This rug, whose weaving technique places it amongst the so-called 'Vase' carpet group, is part of a rarer subgroup which bear a single-plane design of overall shrubs or trees. All of those dating from the first half of the century, which tend to be better spaced and have more complex borders, have only survived as fragments apart from the beautiful early 17th-century ‘Lady Dudley shrub lattice' carpet. Formerly in the collection of Prince Stanislaw Radziwill and then with Grace, Countess of Dudley, later sold in Sotheby's London, 11 October 1990, lot 706, that carpet is the sole known surviving complete shrub-lattice carpet of the Kirman 'vase'-technique, that remains in very good condition and is of undoubted art historical significance within the corpus of surviving Safavid rugs. Later developments of the design appeared to have been woven in smaller formats, most of which have survived intact, as seen in an example in the Metropolitan Museum of Art (C.G Ellis, Oriental Carpets, the Philadelphia Museum of Art, Philadelphia, 1993, fig. 57b, p.204) another in the Newark Museum (Ellis, op.cit. fig 57a, p.203) and one sold as part of the Yves Mikaeloff collection, Christie's London, 16 October 1997, lot 75.

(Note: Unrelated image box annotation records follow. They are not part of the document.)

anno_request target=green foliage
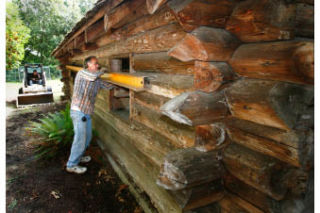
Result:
[27,104,74,159]
[14,0,94,65]
[6,2,30,70]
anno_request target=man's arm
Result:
[98,79,117,90]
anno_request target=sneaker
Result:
[80,155,91,163]
[66,166,87,174]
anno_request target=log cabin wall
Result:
[53,0,314,213]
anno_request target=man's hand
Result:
[99,67,108,73]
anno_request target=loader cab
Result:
[24,64,46,87]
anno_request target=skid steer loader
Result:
[16,64,53,108]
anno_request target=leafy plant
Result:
[27,104,74,159]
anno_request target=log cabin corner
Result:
[52,0,314,213]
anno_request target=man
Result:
[29,70,42,86]
[66,56,116,174]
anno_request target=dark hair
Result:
[83,56,97,69]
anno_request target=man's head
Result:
[84,56,99,72]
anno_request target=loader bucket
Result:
[17,92,53,107]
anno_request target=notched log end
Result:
[160,93,192,126]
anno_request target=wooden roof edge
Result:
[51,0,124,56]
[51,0,168,57]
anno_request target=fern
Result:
[27,104,74,159]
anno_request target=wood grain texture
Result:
[168,0,236,32]
[226,0,295,42]
[168,26,240,61]
[225,79,313,130]
[229,41,314,84]
[157,148,223,191]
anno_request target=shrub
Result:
[27,104,74,159]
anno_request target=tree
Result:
[6,2,30,70]
[15,0,93,65]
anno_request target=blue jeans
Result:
[67,110,92,167]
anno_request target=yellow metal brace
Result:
[66,65,146,91]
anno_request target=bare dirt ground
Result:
[6,81,143,213]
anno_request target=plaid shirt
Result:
[71,70,114,114]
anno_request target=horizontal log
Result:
[136,72,193,98]
[105,153,158,213]
[195,123,230,152]
[229,41,314,84]
[194,61,236,92]
[104,0,148,32]
[93,112,181,213]
[185,202,221,213]
[133,91,170,112]
[160,91,229,126]
[295,3,314,38]
[97,7,177,47]
[170,179,224,212]
[296,0,314,5]
[219,193,263,213]
[224,117,306,149]
[168,0,235,32]
[157,148,223,191]
[96,105,176,168]
[85,19,105,43]
[168,27,240,61]
[222,144,288,200]
[227,123,311,167]
[52,0,123,57]
[226,0,295,42]
[73,24,186,60]
[223,174,280,213]
[133,52,195,75]
[146,0,167,14]
[131,102,195,148]
[225,79,313,130]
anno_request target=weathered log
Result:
[228,124,311,167]
[295,3,314,38]
[85,19,104,43]
[157,148,223,191]
[104,0,148,32]
[219,193,263,213]
[81,42,98,51]
[52,0,123,57]
[93,115,181,213]
[168,27,240,61]
[229,41,314,84]
[226,0,295,42]
[224,117,305,149]
[160,91,229,126]
[296,0,314,5]
[97,7,177,47]
[131,102,195,148]
[224,170,308,213]
[170,179,224,213]
[73,24,186,60]
[132,92,170,112]
[225,79,313,130]
[223,174,280,213]
[195,123,229,152]
[146,0,167,14]
[133,52,195,75]
[136,72,193,98]
[168,0,235,32]
[194,61,236,92]
[222,144,288,200]
[185,202,221,213]
[225,118,313,169]
[95,105,177,168]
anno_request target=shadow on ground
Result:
[6,103,143,213]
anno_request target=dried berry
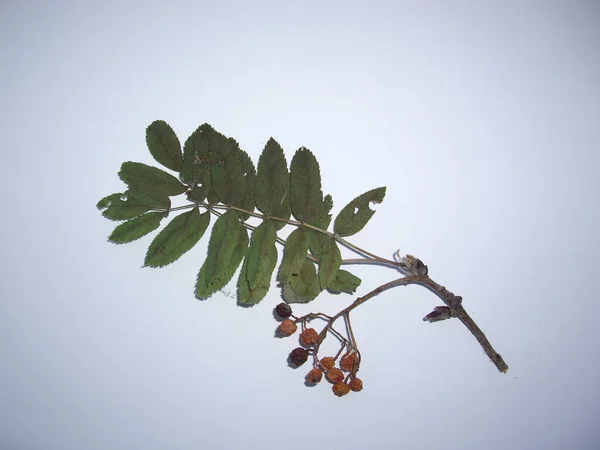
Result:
[279,319,298,336]
[340,352,358,372]
[300,328,319,347]
[326,367,344,384]
[332,383,350,397]
[348,378,362,392]
[320,356,335,370]
[275,303,292,319]
[306,369,323,384]
[290,347,308,366]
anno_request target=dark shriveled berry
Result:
[332,382,350,397]
[306,368,323,384]
[325,367,344,384]
[290,347,308,366]
[340,353,358,372]
[320,356,335,370]
[300,328,319,347]
[348,378,362,392]
[279,319,298,336]
[275,303,292,319]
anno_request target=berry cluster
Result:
[275,303,363,397]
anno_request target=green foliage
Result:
[283,259,321,303]
[327,269,361,294]
[146,120,182,172]
[144,208,210,267]
[238,219,277,305]
[108,212,167,244]
[119,161,186,196]
[196,210,248,299]
[279,227,310,284]
[290,148,323,223]
[333,187,385,236]
[310,231,342,289]
[246,220,277,289]
[96,189,171,220]
[97,120,385,305]
[254,138,291,230]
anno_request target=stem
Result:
[202,203,404,268]
[319,275,508,373]
[178,202,508,373]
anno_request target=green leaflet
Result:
[310,231,342,289]
[180,124,216,193]
[204,210,247,285]
[327,269,362,294]
[119,161,187,196]
[283,259,321,303]
[196,217,248,299]
[108,212,167,244]
[311,194,333,230]
[210,135,246,205]
[333,187,385,236]
[146,120,182,172]
[238,236,277,306]
[279,228,310,284]
[187,186,206,203]
[290,147,323,223]
[144,207,210,267]
[235,150,256,221]
[254,138,290,221]
[244,220,277,289]
[96,190,171,220]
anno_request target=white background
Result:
[0,0,600,450]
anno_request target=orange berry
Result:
[332,383,350,397]
[300,328,319,347]
[340,353,358,372]
[289,347,308,366]
[279,319,298,336]
[326,367,344,384]
[320,356,335,370]
[306,368,323,384]
[349,378,362,392]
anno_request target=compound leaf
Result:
[327,269,362,294]
[144,207,210,267]
[333,187,385,236]
[279,228,310,284]
[290,147,323,223]
[146,120,182,172]
[119,161,187,196]
[245,219,277,289]
[108,212,167,244]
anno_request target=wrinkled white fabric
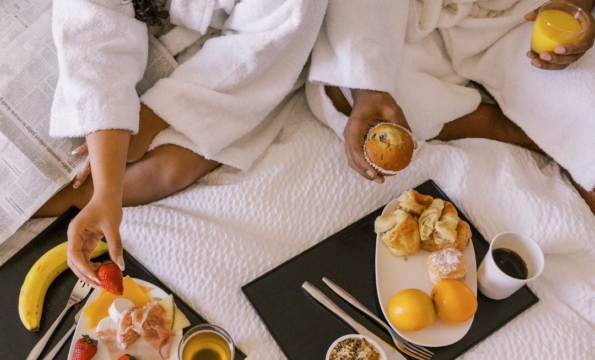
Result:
[6,95,595,360]
[51,0,326,170]
[307,0,595,189]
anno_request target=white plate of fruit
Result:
[375,190,477,347]
[68,276,190,360]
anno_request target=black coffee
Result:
[492,248,529,279]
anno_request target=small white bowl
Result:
[325,334,386,360]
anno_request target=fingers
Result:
[343,116,384,183]
[67,228,99,288]
[527,51,583,70]
[71,141,89,155]
[104,226,124,271]
[554,34,593,58]
[72,156,91,189]
[345,144,384,184]
[525,9,539,21]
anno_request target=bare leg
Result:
[325,86,595,214]
[435,104,595,214]
[33,145,220,217]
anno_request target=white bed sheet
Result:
[0,94,595,360]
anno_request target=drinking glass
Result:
[531,1,589,54]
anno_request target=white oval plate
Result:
[68,279,183,360]
[376,195,477,347]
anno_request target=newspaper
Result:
[0,9,178,244]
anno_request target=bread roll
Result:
[397,189,434,215]
[374,210,421,256]
[420,219,472,251]
[434,201,459,245]
[419,199,444,241]
[364,123,415,175]
[427,247,467,284]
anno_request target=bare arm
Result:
[525,0,595,70]
[68,130,130,286]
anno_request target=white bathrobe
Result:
[50,0,326,170]
[306,0,595,189]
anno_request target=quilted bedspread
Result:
[5,94,595,360]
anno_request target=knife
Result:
[43,306,83,360]
[302,281,405,360]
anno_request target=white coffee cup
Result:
[477,232,545,300]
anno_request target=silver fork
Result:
[322,277,434,360]
[27,280,91,360]
[43,308,83,360]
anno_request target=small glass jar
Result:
[178,324,236,360]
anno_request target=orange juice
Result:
[531,9,582,54]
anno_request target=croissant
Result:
[419,199,444,241]
[397,189,434,215]
[374,210,421,256]
[434,201,459,244]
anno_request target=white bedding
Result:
[0,94,595,360]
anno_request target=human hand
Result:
[67,195,124,287]
[343,89,411,183]
[525,1,595,70]
[72,104,169,189]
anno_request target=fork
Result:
[322,277,434,360]
[43,309,83,360]
[27,280,91,360]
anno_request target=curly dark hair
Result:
[132,0,169,26]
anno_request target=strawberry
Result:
[72,335,97,360]
[97,261,124,295]
[118,354,136,360]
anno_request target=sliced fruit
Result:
[19,241,107,331]
[432,280,477,323]
[83,276,151,329]
[387,289,436,331]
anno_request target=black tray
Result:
[0,208,246,360]
[242,180,539,360]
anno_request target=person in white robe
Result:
[36,0,327,286]
[306,0,595,213]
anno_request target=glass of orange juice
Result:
[531,1,589,54]
[178,324,235,360]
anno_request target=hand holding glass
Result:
[531,1,589,54]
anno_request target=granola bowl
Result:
[325,334,386,360]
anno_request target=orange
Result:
[387,289,436,331]
[431,280,477,323]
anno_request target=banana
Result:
[19,241,107,331]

The border design of green cypress-like trees, each enclosed by a bracket of floral sprays is found on a small number of 'vase' carpets, both with field designs with the more common three-plane lattice field (Benguiat sale, American Art Association, New York, 19-22 November 1922, lot 735; Christine Klose, 'Betrachtungen zu nordwestpersischen Gartenteppichen des 18. Jahrhunderts' HALI, volume 1, no. 2, Summer 1978, pl. 8, p. 118) and those with single plane designs (May Beattie, Carpets of Central Persia with special reference to Rugs of Kirman, Sheffield and Birmingham exhibition catalogue, Westerham, 1976, no. 56, pp. 80-81; and Christie's London, 15 October 1998, lot 317). Its form, as May Beattie points out, derives from an abstraction of an early 'vase' carpet field design element (Beattie, op.cit., no.14, p.49). A near identical border fragment is published together with a number of other Safavid south Persian carpet borders in F.R.Martin, A History of Oriental Carpets Before 1800, Vienna, 1908, pl.XX. This same border can also be seen later on a small group of south Persian weavings which use a different technique but take their field and border designs from 'vase' carpets (Werner Grote-Hasenbalg, Der Orientteppich, seine Geschichte und seine Kultur, Berlin, 1922, vol. III, pl. 62; also one sold in these Rooms 21 October 1993, lot 519).